While officials at the Science Ministry and KARI are fully occupied in the efforts to rope the Russians into a new rocket launch, they have been avoiding questions on whether the KSLV-I was indeed ready to fly ahead of the scheduled 5:01 p.m. launch Thursday.
The preparation for the launch was interrupted repeatedly by unexpected technical problems.
But what if the problems were merely symptoms, but not the disease? Did the engineers at the Naro Space Center, pressured by government officials eager for quick results, remove the traffic cones before realizing they missed something important?
In explaining why the launch was presumably off then on again in the span of 30 minutes late Monday, Min Kyung-ju, the director of the Naro Space Center, inadvertently admitted that there was pressure to meet the deadline.
There were engineers who had requested to take a more careful look at the launch pad’s cable-mast, which holds telemetry cables that connect the rocket with the launch support system, but then an ``agreement’’ was made that it was safe enough to proceed with the launch, Min said.
The science ministry, which had Vice Minister Kim Jung-hyun calling the shots at the scene, had repeatedly expressed its determination to pull off the launch ahead of the June 19 close of the launch window. And the Russians, who displayed caution ahead of the first KSLV-I launch last year, may not have resisted pressure to loosen up.
Exhaustion could have been an issue for the 150-man team of Russian engineers, who had been stuck on the tiny Oenaro Island since April to prepare for the KSLV-1 sequel. Just days before the scheduled launch, a member of the Russian staff attempted suicide during a day off in a Busan leisure district, and police told reporters that the man admitted feeling homesick.
The two KSLV-Is were the result of a 502.5 billion won (about $409 million) investment of Korean taxpayer money, or 800 billion won-plus when counting spending to build the Naro spaceport.
Of course, the massive cost was to be justified by the critical knowledge and experience local engineers would gain from the rocket launches. However, it’s baffling to see government officials and KARI representatives handle the KSLV-I project more like a lavish public relations opportunity than a crucial science moment, shamelessly fueling the hype machine at one moment then scrambling to invent excuses the next.
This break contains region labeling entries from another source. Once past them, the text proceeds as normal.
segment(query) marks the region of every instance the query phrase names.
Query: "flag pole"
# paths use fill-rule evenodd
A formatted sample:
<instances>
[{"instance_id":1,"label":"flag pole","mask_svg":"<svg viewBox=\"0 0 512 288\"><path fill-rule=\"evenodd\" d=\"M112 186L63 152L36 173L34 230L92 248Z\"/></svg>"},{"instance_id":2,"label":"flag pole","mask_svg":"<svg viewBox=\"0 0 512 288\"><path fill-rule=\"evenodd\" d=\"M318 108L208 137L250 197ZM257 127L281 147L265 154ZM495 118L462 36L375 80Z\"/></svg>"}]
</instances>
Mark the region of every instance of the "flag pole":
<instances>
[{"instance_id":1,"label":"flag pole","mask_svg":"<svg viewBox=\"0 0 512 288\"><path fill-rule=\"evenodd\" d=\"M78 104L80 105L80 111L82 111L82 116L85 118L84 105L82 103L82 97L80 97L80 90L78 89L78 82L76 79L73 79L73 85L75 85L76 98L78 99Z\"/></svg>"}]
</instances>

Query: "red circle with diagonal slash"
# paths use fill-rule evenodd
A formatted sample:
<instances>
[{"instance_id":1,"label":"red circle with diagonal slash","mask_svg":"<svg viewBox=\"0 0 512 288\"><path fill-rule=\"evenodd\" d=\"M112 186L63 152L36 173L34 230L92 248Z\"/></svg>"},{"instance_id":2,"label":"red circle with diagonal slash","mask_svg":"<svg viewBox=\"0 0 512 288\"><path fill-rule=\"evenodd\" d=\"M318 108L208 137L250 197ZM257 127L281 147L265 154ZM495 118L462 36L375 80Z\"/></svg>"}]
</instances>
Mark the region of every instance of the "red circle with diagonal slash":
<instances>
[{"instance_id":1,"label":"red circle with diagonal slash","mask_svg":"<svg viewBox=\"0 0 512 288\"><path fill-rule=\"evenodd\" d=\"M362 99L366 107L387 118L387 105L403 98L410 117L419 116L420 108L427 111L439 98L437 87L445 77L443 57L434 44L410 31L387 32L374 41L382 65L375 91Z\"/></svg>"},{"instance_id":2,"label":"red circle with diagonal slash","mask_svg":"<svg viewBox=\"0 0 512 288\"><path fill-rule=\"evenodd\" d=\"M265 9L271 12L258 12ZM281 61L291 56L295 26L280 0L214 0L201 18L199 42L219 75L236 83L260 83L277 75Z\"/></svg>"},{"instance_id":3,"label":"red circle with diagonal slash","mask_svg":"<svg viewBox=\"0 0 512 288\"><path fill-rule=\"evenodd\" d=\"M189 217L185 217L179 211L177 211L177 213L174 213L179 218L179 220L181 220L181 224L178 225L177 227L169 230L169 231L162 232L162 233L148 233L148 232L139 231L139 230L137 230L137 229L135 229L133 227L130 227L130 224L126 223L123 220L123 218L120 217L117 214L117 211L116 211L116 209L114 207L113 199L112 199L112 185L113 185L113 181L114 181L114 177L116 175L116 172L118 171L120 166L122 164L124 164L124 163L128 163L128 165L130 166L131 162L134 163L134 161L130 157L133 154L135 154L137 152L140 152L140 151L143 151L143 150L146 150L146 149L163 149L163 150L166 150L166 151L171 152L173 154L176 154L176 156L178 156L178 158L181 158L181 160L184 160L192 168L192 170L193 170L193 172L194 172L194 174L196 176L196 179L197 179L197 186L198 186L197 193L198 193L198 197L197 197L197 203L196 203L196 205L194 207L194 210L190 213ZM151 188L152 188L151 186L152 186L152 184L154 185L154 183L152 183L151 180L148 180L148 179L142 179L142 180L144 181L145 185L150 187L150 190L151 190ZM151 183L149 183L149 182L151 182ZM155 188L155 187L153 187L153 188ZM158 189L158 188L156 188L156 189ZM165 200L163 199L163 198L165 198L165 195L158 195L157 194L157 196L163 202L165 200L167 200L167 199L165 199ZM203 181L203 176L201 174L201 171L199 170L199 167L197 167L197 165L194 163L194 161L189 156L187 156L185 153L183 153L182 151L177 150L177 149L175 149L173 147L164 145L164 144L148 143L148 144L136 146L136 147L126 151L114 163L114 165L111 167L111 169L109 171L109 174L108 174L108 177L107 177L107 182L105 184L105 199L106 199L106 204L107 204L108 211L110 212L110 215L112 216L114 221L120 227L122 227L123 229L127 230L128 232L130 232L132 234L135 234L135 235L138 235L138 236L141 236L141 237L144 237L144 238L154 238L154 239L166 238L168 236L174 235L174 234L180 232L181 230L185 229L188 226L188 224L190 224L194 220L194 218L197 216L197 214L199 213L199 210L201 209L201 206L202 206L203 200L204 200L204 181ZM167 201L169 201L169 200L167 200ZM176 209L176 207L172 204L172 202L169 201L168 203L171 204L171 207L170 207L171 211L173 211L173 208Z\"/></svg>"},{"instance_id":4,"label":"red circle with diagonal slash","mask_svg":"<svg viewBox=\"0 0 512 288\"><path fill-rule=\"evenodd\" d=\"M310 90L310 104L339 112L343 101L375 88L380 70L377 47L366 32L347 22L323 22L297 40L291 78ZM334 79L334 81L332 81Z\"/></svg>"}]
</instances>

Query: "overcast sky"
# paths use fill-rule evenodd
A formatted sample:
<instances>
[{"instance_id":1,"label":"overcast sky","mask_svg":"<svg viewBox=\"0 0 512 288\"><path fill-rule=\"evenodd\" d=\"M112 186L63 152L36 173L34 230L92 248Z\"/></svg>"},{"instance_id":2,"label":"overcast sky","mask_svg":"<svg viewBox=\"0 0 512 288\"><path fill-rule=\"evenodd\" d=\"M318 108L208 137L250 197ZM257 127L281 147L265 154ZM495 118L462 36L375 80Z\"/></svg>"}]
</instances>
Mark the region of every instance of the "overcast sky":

In fact, the journalists covering the KSLV-I launches for the second consecutive year had to sit through more lame justifications than a disgruntled plastic surgery patient.
Minutes after communications with the KSLV-I were severed after its ill-fated lift-off, KARI President Lee Joo-jin held an emergency news briefing and claimed that the rocket’s mission to deliver a climate observation satellite may still prove to be successful. Neither KARI engineers nor Science Ministry officials admitted that the rocket had exploded until KBS television footage made it clear for all to see.
This forced Science Minster Ahn Byung-man to join Lee in the briefing room to announce that the rocket indeed blew up, and then quickly escape the scene as reporters began throwing questions.
``You are obligated to answer,’’ screamed one reporter, ``that wasn’t your money,’’ shouted another, as Ahn and Lee disappeared behind the doors of an elevator.
It will cost Korea 200 billion won to buy a new rocket from the Russians, and some experts wonder whether the money will be better spent if the country just skips on the third launch and goes directly for the KSLV-II, which is aimed to be an indigenous rocket.
But without an improved sense of accountability from Korean government officials and engineers, the specter of disappoint will continue to loom on the pad of Naro spaceport.